C'est mon affaire. Prostituée, client, quel est l'état du droit ?
La loi d'avril 2016 destinée à renforcer la lutte contre la prostitution a cinq ans cette semaine. On compte 40 000 prostituées en France, dont 85% de femmes. Que risquent-elles et que risque le client ?
Emmanuel Daoud est avocat pénaliste, spécialiste des droits de l'homme notamment, au sein du cabinet Vigo, il a notamment été l'avocat du Mouvement du Nid, qui se charge d'accompagner des personnes prostituées vers une reconversion professionnelle.
franceinfo : Quelle est la définition légale de la prostitution ?
Emmanuel Daoud : C'est d'offrir tout type de contact sexuel pour en retirer une rémunération, qui d'ailleurs ne prend pas forcément la forme d'un versement d'argent. On peut se prostituer contre un emploi ou un logement. La prostitution n'impose pas que celle-ci soit régulière, elle peut être occasionnelle. Des personnes en situation de vulnérabilité, de précarité peuvent être tentées, dans des conditions dramatiques pour elles, d'offrir leur corps.

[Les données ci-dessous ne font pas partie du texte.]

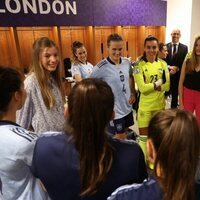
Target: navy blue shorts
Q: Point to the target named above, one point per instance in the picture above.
(120, 125)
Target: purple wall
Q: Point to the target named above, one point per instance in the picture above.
(88, 12)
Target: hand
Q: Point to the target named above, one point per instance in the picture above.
(132, 99)
(173, 69)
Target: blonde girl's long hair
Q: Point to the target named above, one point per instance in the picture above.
(176, 138)
(42, 76)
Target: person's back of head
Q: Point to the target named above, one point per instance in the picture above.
(175, 135)
(114, 38)
(40, 45)
(90, 108)
(11, 81)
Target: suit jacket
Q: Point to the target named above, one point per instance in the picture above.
(178, 58)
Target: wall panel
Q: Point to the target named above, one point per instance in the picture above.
(100, 39)
(8, 51)
(69, 35)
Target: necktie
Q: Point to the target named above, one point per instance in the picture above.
(174, 49)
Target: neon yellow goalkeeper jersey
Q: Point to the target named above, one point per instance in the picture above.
(146, 74)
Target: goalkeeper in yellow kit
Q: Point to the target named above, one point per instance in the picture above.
(152, 78)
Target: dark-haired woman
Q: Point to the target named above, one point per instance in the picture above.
(189, 83)
(83, 163)
(174, 147)
(16, 143)
(81, 68)
(152, 78)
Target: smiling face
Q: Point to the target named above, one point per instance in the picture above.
(81, 54)
(50, 58)
(115, 50)
(176, 34)
(151, 50)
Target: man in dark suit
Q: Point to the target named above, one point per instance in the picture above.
(175, 58)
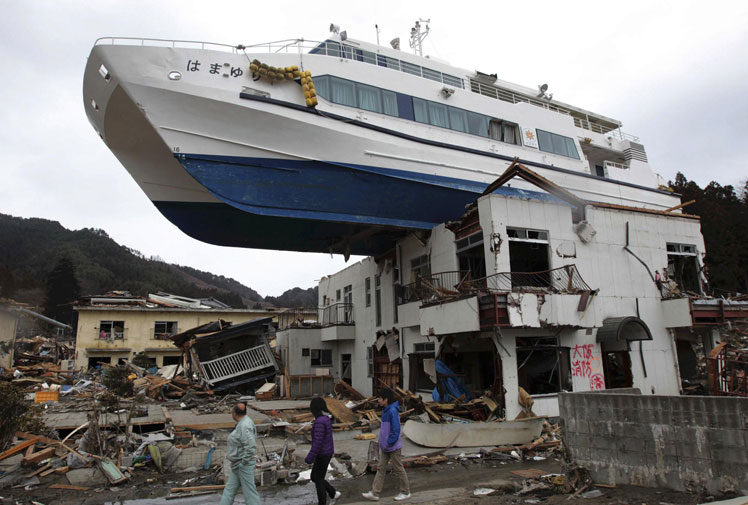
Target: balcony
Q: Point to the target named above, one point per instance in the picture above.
(451, 302)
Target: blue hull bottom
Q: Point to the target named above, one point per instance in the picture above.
(332, 191)
(221, 224)
(317, 206)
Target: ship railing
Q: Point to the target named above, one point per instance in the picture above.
(503, 94)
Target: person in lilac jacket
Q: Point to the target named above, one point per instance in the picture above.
(321, 452)
(390, 445)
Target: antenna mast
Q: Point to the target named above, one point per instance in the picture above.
(417, 36)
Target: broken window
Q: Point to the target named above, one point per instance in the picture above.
(348, 301)
(321, 357)
(528, 257)
(162, 330)
(543, 366)
(172, 360)
(96, 362)
(471, 256)
(683, 267)
(420, 266)
(378, 299)
(110, 330)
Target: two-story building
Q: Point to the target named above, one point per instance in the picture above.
(113, 328)
(537, 289)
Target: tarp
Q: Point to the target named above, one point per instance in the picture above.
(453, 387)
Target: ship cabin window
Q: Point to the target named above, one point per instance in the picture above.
(683, 267)
(338, 50)
(354, 94)
(529, 257)
(557, 144)
(503, 131)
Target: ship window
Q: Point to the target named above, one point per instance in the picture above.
(557, 144)
(343, 91)
(369, 98)
(477, 124)
(421, 110)
(458, 119)
(438, 115)
(432, 74)
(389, 99)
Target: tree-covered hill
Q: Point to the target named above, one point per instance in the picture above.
(724, 224)
(31, 248)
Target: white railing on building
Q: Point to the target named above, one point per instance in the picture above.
(240, 363)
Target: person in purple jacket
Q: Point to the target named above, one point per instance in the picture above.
(390, 445)
(321, 452)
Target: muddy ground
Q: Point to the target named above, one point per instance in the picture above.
(443, 484)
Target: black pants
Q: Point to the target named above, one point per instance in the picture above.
(319, 469)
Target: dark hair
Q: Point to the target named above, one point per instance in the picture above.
(317, 406)
(240, 409)
(387, 394)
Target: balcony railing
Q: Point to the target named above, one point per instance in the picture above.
(445, 285)
(337, 313)
(440, 285)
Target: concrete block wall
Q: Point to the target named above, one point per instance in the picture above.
(686, 443)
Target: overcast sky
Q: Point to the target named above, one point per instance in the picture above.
(674, 73)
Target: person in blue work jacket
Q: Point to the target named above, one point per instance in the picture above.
(240, 451)
(390, 445)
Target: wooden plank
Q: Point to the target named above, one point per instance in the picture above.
(340, 411)
(18, 448)
(38, 456)
(40, 470)
(68, 486)
(196, 488)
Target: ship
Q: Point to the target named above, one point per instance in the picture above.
(339, 145)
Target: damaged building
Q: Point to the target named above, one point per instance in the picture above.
(112, 328)
(532, 288)
(225, 355)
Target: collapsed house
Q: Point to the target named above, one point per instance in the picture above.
(224, 356)
(531, 288)
(112, 328)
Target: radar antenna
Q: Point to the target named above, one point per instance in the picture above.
(417, 36)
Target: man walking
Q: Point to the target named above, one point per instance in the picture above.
(242, 444)
(390, 445)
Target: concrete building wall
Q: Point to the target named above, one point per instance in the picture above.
(8, 321)
(686, 443)
(139, 330)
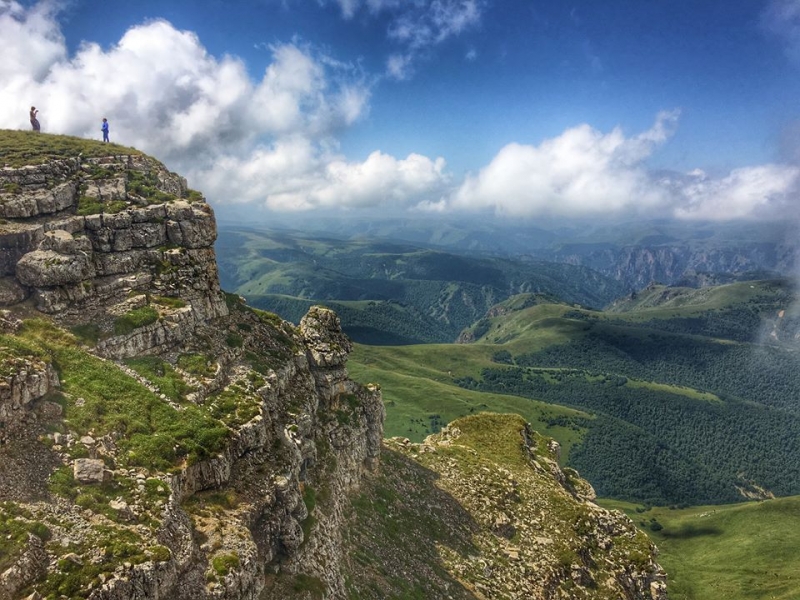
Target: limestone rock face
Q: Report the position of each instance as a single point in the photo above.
(82, 235)
(221, 463)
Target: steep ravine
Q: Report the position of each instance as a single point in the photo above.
(161, 439)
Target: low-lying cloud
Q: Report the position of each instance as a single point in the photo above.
(273, 139)
(585, 172)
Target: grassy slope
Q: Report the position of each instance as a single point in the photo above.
(736, 552)
(19, 148)
(441, 292)
(416, 383)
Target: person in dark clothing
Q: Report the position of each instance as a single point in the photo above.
(34, 120)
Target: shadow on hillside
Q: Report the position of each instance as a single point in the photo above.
(691, 531)
(401, 527)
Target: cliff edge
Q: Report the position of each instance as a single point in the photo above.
(161, 439)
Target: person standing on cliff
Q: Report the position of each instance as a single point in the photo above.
(34, 120)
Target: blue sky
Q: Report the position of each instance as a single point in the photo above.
(521, 108)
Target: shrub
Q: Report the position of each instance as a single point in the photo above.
(224, 563)
(132, 320)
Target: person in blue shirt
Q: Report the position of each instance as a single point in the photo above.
(34, 121)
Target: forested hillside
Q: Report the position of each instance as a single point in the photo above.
(674, 416)
(391, 293)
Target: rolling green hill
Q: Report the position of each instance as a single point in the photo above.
(742, 551)
(387, 292)
(677, 417)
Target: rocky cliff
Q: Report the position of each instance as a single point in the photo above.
(161, 439)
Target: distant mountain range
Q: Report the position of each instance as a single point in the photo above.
(414, 281)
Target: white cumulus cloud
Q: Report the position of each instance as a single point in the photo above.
(418, 25)
(585, 172)
(781, 18)
(293, 175)
(270, 139)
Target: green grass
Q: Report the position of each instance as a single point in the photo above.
(416, 383)
(19, 148)
(94, 206)
(161, 374)
(132, 320)
(155, 435)
(736, 552)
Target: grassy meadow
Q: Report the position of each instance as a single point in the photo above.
(420, 396)
(745, 551)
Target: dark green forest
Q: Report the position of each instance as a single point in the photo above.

Est-ce que le fait de se prostituer est réprimé en France ?
Cela a été réprimé par le passé. Une loi de 2004 punissait le délit de racolage, actif ou passif, ce qui veut dire se jeter au cou, et c'était sur l'espace public, et la loi de 2016 a aboli toute pénalisation de la prostitution. Donc le fait de se prostituer n'est pas sanctionnable par la loi pénale.
Il n'y a donc que le client qui puisse être condamné ?
Le client, mais évidemment le proxénétisme est poursuivi, la traite des êtres humains à des fins d'exploitation sexuelle est poursuivie. Le fait d'inciter des mineurs à se prostituer est poursuivi, le fait de mettre en ligne des photos d'adultes dénudés sans leur consentement, ou de mineurs avec ou sans leur consentement, est poursuivable, et souvent ça va de pair avec une offre de nature sexuelle qui est organisée par des proxénètes occasionnels ou pas.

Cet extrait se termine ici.